Other kit is getting lighter too and it is here than the derision at those who subscribe to the ‘chopping your toothbrush in half’ principles is ill-advised. Saving the 2g you’d save from chopping off the end of your toothbrush is pointless per se, but it’s about attitude. Taking the covers off your maps, as Trail recently advised for the same reason, is an overall approach rather than effect because of the cumulative effect of that attitiude. Integral Designs eVent shortie gaiters, coupled with Sea to Summit ultralight drybags, alongside an MSR Titan kettle for boiling water and drinking tea from, using re-hydrated meals and having clothing fitting more than one purpose all, cumulatively, end up reducing your pack weight considerably whereas, alone, they achieve very little. A reduction in pack weight may mean very little to some but to most, it means an easier, more comfortable day in the hills.
I do not, at this stage, subscribe to the Superultralight theories espoused by Ryan Jordan and some of the people running BPL in the US (i.e. a sub-2.25kg base pack weight). I can see the logic in the principles but, as Ryan himself admits, pushing himself and being out of his comfort zone is what challenges him: "Our goal is simply survival, using the lightest pack to achieve the greatest physical performance (maximum miles per day traveled and longest distance without re-supply and without dying). Physical comfort and psychological well being are not factors we consider. We are so habitually prone to suffering when we backpack, that we think it's the norm - hardly worth mentioning." To some, that sort of challenge is simply not enjoyable. To others (and I might actually be one of them) it has the potential to be.

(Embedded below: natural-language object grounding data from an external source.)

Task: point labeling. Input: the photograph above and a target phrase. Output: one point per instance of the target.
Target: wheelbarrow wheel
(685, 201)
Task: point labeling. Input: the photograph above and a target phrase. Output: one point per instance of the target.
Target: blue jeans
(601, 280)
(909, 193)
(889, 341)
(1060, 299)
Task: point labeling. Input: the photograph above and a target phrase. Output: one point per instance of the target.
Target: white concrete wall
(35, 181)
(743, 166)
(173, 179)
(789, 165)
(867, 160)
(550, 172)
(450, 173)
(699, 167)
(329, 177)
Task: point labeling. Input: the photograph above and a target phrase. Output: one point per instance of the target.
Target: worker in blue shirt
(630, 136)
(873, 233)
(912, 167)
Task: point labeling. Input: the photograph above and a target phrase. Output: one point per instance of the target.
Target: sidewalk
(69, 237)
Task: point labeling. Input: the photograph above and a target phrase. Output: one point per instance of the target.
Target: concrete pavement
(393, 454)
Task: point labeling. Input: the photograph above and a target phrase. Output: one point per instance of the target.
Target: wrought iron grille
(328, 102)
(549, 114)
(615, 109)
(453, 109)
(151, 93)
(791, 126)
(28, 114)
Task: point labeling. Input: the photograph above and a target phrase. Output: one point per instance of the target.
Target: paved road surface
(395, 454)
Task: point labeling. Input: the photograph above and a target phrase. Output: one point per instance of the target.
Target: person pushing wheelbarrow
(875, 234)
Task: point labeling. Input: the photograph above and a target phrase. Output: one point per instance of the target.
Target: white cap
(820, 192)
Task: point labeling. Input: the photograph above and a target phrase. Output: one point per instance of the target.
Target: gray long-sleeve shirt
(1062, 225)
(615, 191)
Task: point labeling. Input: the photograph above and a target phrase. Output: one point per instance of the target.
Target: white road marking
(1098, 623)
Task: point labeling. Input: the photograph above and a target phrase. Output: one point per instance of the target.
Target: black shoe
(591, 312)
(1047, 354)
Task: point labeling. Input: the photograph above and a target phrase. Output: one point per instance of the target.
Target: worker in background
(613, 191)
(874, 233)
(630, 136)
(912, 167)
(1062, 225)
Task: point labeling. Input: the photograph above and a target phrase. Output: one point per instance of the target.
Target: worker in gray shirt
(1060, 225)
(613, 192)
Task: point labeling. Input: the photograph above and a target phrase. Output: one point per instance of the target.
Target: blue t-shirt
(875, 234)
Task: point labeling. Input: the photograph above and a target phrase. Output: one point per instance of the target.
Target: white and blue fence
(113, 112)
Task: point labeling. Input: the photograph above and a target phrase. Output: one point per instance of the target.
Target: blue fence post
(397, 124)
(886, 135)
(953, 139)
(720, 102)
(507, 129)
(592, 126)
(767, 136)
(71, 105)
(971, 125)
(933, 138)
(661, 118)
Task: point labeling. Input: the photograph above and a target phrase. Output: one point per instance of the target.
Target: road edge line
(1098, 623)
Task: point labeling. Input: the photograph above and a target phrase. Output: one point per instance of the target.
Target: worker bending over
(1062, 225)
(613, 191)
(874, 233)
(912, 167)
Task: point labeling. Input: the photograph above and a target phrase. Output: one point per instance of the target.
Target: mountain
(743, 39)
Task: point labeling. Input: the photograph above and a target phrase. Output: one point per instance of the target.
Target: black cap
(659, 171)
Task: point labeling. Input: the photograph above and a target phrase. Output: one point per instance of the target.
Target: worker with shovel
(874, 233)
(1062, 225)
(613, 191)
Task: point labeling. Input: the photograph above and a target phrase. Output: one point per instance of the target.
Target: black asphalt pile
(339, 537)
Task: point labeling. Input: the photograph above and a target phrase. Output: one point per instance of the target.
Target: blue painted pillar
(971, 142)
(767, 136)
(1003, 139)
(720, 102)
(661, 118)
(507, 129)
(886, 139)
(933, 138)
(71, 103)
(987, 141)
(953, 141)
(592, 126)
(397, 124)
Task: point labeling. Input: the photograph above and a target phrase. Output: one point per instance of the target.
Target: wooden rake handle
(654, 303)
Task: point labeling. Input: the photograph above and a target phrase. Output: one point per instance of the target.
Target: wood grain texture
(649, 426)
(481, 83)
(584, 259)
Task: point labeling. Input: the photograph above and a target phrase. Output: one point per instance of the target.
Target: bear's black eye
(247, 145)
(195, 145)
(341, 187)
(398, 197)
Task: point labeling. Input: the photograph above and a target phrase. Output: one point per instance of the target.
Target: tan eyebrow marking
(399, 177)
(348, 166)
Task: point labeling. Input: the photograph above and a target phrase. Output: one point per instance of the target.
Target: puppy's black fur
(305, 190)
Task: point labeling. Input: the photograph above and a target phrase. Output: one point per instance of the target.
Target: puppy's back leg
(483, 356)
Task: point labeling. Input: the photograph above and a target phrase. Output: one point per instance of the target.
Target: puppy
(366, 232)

That said, his introduction to Backpacking Light is seminal and worth a read although you may need to join to get the full article but as Carol Crooker, one of his colleagues summarises in her article “Can A Sane Person Truly Enjoy SuperUltralight Backpacking?”: “Let me be the first to say that I am happy that Ryan and Alan have the requirement of "without dying," when they throw physical comfort out the window. What I'm driven to understand is, in what conditions, if any, can SuperUltralight backpacking - pack base weight under 5 pounds - be enjoyed by the sane among us?” Her article on that point and the ensuing debate in the forum is worth a look but, in short, a lot of it has to do with weather and conditions - you can get away with more in the summer on a trail where the weather is less likely to do something unexpected than in the hills approaching Autumn or in Spring.
I think PTC’s point is that people need to try new things to advance and experience. It’s the nature of the human race to advance yet so many of us are opposed to change, probably because it’s also human nature to be afraid of the unknown - it’s a basic survival instinct. I am not a fan of using trail running shoes in the hills as I simply don’t think I have the skills yet to use them - but I am not far off and would use them in the summer in some situations. You cannot rule anything out - you need to be open to new possibilities - which is why I am often a little confused by people who brag about having used a particular piece of kit for 30 years. It may work for you, but perhaps something else will work better? Isn’t it worth a shot at least? And how often have you checked your rucksack and asked whether kit you've taken is really necessary?